Map 08.02 – Predominant Heating Types
In this map, the still very different heating structure of both city halves can be seen. In the western part, fuel oil is the dominant fuel for building heating. Generally, the same share of gas and district heat can be found in the East and West, albeit with clearly different distribution structures.
While in blocks in the western inner city area, the oil accounts for approx. 40 % of the total usage, the share of this heating type reaches levels exceeding 80 % in the western outskirts
In the eastern part of the city, in addition to the very high share of district-heat, coal continues as the predominant fuel used for residential and work-place heating, particularly in the old-building areas of the inner city, as well as in single-family and duplex house areas on the outskirts of town. Here, however, a further significant shift toward installation of other energy carriers can be assumed.
The fact that 21 % of all Berlin residential and work-place space is heated with gas does not emerge from the representation so clearly because of the relatively even distribution of the gas supply over the entire urban area. Aside from small concentration areas in Pankow, Treptow and Köpenick, such mixtures of heating types as gas/coal are the rule in East Berlin. As a result of the conversions of the last years, many blocks in single-family and duplex house areas on the outskirts of town already have a combination of gas, oil and coal, whereby the main energy carriers in the future will be fuel oil or gas. In the western part, mixed supply with gas and oil is predominant in areas with closed block development, for instance in Schöneberg, Tiergarten, Wedding and Tempelhof, and also in Spandau and Reinickendorf.

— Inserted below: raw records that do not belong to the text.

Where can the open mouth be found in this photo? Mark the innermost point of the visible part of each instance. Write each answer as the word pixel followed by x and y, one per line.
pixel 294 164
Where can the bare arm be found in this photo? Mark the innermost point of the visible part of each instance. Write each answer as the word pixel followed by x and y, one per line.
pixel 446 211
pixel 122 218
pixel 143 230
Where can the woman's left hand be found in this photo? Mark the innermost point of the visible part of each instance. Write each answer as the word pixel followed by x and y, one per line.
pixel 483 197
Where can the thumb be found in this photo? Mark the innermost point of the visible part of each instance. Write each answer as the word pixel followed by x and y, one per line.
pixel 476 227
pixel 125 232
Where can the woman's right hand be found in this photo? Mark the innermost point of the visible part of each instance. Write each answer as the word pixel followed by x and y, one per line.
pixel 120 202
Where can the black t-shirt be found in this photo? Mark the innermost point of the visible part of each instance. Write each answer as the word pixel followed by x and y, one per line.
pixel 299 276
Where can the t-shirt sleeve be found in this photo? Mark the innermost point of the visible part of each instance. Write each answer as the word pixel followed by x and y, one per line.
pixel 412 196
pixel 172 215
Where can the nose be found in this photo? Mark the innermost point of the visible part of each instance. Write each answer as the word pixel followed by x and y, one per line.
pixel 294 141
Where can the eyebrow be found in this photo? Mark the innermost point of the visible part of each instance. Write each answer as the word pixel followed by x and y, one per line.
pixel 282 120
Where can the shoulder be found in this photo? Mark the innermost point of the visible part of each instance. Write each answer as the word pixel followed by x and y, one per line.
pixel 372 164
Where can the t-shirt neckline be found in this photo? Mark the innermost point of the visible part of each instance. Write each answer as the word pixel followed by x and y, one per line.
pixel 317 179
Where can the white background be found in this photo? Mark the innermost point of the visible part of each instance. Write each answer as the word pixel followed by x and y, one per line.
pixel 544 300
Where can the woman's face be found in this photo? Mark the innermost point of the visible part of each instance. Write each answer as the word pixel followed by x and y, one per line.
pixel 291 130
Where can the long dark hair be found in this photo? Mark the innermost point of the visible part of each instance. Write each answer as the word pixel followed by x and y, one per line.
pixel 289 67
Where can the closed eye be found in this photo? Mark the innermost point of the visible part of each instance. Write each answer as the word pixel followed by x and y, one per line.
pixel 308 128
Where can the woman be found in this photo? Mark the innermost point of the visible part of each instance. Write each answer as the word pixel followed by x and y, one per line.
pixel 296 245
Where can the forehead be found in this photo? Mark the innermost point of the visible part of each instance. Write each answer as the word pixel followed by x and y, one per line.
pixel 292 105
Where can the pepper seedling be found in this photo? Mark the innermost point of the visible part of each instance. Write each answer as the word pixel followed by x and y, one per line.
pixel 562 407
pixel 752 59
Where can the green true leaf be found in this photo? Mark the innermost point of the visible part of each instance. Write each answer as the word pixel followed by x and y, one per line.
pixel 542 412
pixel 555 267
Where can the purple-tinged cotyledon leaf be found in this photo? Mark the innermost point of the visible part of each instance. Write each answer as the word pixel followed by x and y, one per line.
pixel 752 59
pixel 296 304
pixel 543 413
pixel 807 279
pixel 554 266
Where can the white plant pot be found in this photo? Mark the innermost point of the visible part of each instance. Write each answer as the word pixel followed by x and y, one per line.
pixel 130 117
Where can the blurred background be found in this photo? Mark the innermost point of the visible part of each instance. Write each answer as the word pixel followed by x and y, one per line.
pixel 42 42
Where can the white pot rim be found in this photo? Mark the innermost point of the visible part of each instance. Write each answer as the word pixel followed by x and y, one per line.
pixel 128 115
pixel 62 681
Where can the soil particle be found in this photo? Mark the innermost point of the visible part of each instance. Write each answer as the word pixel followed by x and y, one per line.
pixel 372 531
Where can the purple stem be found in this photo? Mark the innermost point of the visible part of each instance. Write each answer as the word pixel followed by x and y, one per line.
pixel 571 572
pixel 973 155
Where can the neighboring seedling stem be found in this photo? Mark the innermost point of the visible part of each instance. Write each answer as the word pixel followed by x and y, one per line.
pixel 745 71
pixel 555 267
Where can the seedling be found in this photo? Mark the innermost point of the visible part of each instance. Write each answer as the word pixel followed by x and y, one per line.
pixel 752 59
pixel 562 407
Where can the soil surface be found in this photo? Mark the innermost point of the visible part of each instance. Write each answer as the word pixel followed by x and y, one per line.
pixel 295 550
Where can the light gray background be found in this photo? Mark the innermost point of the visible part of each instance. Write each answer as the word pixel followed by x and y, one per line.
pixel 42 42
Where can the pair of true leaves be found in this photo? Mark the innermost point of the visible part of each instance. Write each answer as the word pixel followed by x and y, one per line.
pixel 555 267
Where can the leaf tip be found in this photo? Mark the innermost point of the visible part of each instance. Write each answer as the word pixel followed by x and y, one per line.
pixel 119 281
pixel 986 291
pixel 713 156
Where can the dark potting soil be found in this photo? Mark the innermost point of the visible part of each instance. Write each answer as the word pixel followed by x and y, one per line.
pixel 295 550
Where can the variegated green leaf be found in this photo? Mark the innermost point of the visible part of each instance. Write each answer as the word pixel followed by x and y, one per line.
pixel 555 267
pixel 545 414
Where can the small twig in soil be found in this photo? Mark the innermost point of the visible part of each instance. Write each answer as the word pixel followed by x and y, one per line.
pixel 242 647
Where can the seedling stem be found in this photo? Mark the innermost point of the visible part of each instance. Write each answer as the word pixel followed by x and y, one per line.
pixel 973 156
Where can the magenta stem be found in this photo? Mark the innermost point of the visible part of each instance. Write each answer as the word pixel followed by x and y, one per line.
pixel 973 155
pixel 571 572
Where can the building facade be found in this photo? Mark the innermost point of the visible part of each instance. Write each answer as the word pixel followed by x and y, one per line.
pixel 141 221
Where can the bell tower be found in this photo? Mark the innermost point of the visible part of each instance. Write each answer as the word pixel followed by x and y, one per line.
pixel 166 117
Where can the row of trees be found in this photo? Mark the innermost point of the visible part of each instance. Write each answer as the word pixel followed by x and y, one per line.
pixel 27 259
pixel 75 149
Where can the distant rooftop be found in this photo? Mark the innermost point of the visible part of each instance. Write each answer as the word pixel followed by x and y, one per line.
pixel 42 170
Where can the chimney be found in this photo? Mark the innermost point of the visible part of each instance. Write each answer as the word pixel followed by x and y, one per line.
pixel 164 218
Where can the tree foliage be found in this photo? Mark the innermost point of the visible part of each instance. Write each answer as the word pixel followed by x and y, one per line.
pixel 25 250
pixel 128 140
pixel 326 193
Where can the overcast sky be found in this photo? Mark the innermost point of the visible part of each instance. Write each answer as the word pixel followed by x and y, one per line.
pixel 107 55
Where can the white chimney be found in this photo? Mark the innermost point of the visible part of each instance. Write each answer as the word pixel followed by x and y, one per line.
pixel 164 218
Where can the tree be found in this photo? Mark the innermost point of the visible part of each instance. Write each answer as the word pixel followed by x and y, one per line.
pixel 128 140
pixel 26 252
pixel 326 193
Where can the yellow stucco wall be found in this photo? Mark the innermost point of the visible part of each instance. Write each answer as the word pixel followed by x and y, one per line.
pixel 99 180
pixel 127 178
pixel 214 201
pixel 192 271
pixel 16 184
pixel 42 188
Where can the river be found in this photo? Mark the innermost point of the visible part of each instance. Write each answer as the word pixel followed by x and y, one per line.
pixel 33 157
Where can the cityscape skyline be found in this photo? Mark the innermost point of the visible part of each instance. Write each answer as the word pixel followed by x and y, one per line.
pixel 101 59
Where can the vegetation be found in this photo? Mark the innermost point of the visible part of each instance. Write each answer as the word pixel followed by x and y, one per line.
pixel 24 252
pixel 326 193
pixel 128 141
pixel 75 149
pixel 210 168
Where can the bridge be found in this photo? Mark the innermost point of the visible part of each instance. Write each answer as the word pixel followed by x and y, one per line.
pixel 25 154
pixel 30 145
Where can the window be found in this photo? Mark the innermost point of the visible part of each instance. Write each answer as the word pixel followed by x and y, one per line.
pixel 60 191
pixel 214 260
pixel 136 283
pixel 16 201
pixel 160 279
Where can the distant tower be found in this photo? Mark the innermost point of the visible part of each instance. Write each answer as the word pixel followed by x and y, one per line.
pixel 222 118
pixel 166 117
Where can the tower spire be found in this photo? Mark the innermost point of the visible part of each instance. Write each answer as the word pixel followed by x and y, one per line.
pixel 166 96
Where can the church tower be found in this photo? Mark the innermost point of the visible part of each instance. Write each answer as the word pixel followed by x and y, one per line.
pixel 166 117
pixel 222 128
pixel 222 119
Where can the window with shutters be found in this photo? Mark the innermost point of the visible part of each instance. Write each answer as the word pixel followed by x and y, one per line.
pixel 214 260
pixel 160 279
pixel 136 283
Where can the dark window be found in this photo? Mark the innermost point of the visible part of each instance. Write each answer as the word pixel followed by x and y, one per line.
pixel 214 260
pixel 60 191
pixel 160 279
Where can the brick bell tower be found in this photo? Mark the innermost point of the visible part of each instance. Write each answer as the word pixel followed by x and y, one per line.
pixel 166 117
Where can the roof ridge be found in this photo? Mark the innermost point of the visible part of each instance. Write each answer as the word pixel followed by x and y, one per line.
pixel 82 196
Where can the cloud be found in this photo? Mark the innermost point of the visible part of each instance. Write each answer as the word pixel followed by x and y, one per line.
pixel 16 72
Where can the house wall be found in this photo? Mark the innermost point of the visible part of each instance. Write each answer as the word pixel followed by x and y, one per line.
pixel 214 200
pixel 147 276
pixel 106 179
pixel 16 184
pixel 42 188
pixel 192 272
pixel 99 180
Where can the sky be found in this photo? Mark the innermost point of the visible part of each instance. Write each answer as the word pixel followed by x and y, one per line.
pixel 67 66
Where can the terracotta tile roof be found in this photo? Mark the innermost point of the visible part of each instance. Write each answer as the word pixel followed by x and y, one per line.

In addition to the outskirts areas of East Berlin with a high share of coal heat, the inner-city multi-story old building areas of Friedrichshain, Prenzlauer Berg and Pankow have a very high proportion of individual coal heating. These old building areas adjoin district-heat-supplied areas both to the east and to the west.
With regard to the further development of the heating stock, the most important areas, in addition to the mixed-supply areas, are those areas where different supply structures are directly adjacent. Due to the spatial proximity, good opportunities exist in both cases to develop the energy carriers district heat and gas further.
Map 08.02.2 – Fuel Use of Significant Heating Plants and Heating Power Plants shows the differences at the power plant level in the choice of energy carriers used. The over 80 %- market share of mineral coal use for heating at the eight BEWAG heating power plants in West Berlin contrasts with the four heating power plants in the eastern part of the city, with their natural gas share of almost 60 %. Moreover, in East Berlin, the lignite proportion of almost 40 % of solid fuels constitutes a relevant factor, compared with less than 1 % in West Berlin (cf. also Fig. 1).